HyperLedger fabric with Cloud HSM and PKCS11

[yuryninog]

Hi guys:

I am trying to use HyperLedger fabric with Cloud HSM and this library PKCS11. I have imported a private key and I want to sign a file with that private key using the library PKCS#11 as it is explained here [1]

I have used the command [2], but we got this error: the error ‘key is not loadable due to unsupported protection level 1’[2].

[1] https://cloud.google.com/kms/docs/reference/pkcs11-openssl [2] openssl dgst -sha256 -engine pkcs11 -keyform engine -sign pkcs11:object ...

Could you help me please? could it be something that the library is not supporting currently?
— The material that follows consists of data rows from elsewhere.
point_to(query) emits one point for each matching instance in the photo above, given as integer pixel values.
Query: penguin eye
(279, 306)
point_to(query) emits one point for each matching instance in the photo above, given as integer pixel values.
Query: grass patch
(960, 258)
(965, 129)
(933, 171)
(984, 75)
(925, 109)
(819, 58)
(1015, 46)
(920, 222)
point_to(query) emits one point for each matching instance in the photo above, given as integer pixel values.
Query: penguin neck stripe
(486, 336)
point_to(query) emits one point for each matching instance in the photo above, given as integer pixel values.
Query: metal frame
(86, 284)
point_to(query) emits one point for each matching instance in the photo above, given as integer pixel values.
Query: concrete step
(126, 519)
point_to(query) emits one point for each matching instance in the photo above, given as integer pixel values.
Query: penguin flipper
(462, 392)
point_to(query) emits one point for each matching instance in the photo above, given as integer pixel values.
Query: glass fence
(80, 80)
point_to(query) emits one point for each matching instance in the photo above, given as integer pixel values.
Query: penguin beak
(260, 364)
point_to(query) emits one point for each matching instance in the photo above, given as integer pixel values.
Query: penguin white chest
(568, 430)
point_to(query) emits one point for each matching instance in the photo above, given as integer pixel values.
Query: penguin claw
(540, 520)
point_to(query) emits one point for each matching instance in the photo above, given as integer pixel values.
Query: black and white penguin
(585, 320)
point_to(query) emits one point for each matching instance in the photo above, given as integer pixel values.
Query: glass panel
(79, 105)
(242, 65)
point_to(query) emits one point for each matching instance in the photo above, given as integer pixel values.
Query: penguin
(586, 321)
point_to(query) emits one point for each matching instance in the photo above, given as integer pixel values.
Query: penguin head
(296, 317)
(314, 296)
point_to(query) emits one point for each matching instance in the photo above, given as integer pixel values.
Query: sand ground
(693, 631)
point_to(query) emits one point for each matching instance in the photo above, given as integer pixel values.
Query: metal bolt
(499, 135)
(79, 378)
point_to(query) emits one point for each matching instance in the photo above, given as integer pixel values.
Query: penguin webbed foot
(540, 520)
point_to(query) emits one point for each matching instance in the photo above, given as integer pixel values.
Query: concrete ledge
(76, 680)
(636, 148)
If so, could you say me please if you are planning more integrations such as HyperLedger fabric.

Thank you very much in advance.

[tdbhacks]

The error you're seeing is non-blocking and really only intended to be a warning (although not immediately clear from the error message, this will be tweaked in the next release). It's indicating that there's a key with SOFTWARE protection level in the keyring you're loading with our pkcs11 library, but the command should still generate the signature correctly if you're passing an HSM key in the openssl command.

We are not currently compatible with HyperLedger Fabric, but we are always open to evaluating new integrations. Do you mind explaining this use case a little more?

Thanks!

[tdbhacks]

Closing this as obsolete, feel free to reopen!